Statistics of discrete motor-driven events in active actin-myosin networks


  Adar Sonn-Segev [1]  ,  Anne Bernheim-Groswasser [2]  ,  Yael Roichman [1]  
[1] School of Chemistry, Tel Aviv University
[2] Department of Chemical Engineering, Ben Gurion University of the Negev

Active materials inspired from biological systems are a paradigmatic model to study non-equilibrium statistical mechanics. A common method to access their non-equilibrium statistics is to measure the fluctuation distribution of a tracer particle embedded in the material. Usually, discrete motor-induced events cannot be characterized in this way due to the multitude of active processes taking place simultaneously during measurement.
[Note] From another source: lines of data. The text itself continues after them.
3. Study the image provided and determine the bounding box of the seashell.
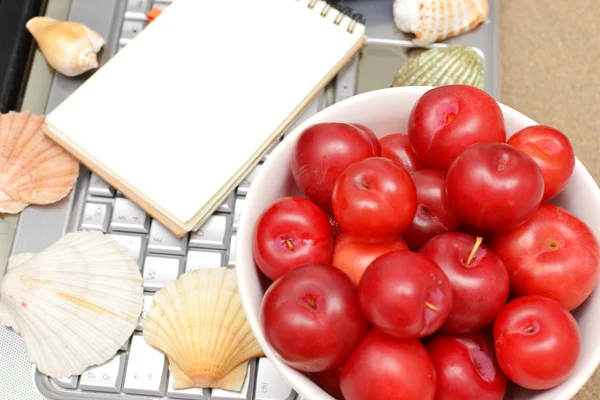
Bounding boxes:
[393,0,489,46]
[392,45,484,90]
[0,231,143,378]
[25,17,105,76]
[143,268,264,391]
[0,111,79,214]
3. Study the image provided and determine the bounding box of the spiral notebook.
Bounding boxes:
[43,0,365,237]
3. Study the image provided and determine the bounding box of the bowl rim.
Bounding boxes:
[235,86,600,400]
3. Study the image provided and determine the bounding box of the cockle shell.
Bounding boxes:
[393,0,489,46]
[0,231,144,378]
[392,45,484,90]
[25,17,105,76]
[0,111,79,214]
[143,267,264,391]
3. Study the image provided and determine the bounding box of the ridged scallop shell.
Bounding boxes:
[143,268,264,391]
[0,231,143,378]
[0,111,79,214]
[393,0,489,46]
[25,17,105,76]
[392,45,484,90]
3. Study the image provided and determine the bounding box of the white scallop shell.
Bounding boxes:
[0,231,143,378]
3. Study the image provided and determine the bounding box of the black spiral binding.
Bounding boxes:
[297,0,366,33]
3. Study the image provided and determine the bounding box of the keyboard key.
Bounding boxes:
[121,20,147,40]
[236,164,262,196]
[233,197,245,232]
[143,256,183,291]
[125,0,152,14]
[110,197,150,233]
[167,374,210,400]
[254,357,296,400]
[88,173,115,197]
[185,250,223,272]
[148,220,188,256]
[123,334,168,396]
[210,360,256,400]
[135,293,154,331]
[154,1,171,11]
[52,375,79,389]
[79,353,126,392]
[190,214,231,249]
[109,233,148,267]
[215,193,235,214]
[81,203,110,232]
[227,235,237,267]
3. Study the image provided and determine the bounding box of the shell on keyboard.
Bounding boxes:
[393,0,489,46]
[0,111,79,214]
[143,268,264,391]
[25,17,105,76]
[0,231,143,378]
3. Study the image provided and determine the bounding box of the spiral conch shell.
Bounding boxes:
[393,0,489,46]
[25,17,105,76]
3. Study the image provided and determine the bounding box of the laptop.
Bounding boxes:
[0,0,499,400]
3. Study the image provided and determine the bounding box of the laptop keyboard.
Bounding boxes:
[30,0,355,400]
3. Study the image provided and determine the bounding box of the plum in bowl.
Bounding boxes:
[236,87,600,400]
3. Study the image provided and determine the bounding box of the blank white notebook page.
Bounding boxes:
[47,0,364,223]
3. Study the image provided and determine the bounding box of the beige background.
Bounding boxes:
[500,0,600,400]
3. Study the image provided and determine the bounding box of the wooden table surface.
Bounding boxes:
[500,0,600,400]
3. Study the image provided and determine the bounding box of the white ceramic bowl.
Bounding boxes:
[236,87,600,400]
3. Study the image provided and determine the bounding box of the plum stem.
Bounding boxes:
[467,236,483,265]
[285,239,294,250]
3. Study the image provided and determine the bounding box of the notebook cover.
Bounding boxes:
[44,0,365,236]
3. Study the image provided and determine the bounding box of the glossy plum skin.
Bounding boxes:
[507,125,575,201]
[331,234,408,286]
[311,365,344,400]
[446,143,544,232]
[332,157,417,239]
[350,123,381,156]
[408,85,506,171]
[489,203,600,310]
[419,232,510,332]
[252,196,333,280]
[340,329,436,400]
[291,122,381,211]
[402,168,461,251]
[261,264,368,372]
[358,250,452,338]
[494,296,581,390]
[379,133,427,174]
[426,332,508,400]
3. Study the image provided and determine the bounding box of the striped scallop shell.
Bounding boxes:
[392,45,484,90]
[143,268,264,392]
[0,111,79,214]
[393,0,489,46]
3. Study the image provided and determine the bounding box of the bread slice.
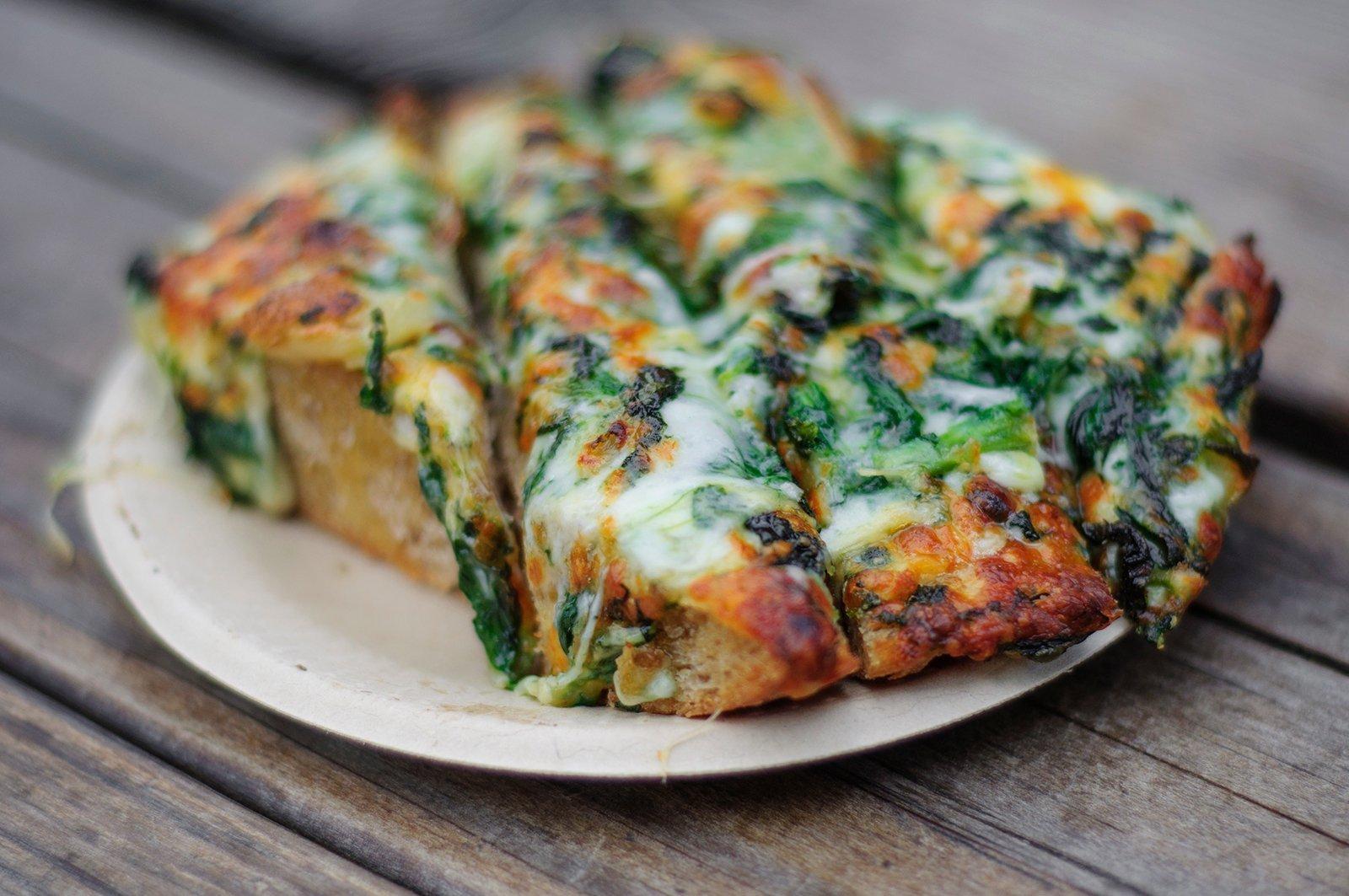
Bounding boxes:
[267,360,457,591]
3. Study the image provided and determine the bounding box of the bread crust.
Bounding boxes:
[267,360,457,591]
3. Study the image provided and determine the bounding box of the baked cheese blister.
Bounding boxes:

By decoupling the structural evolution of the system from its fluctuations, we are able to measure the statistics of such discrete events showing the appearance of distinct shoulders in the van Hove correlation function at high motor concentration. We do so by tailoring a model active system based on cytoskeleton proteins to maintain approximately steady-state dynamics over several hours. The shoulders' appearance coincides with a transition from steady-state dynamics to slowly evolving dynamics as the motor concentration increases. We further demonstrate how these discrete active events accumulate at longer lag times to a broadened Gaussian distribution, and compare it to simple minimal simulations that capture the main features of our experiments.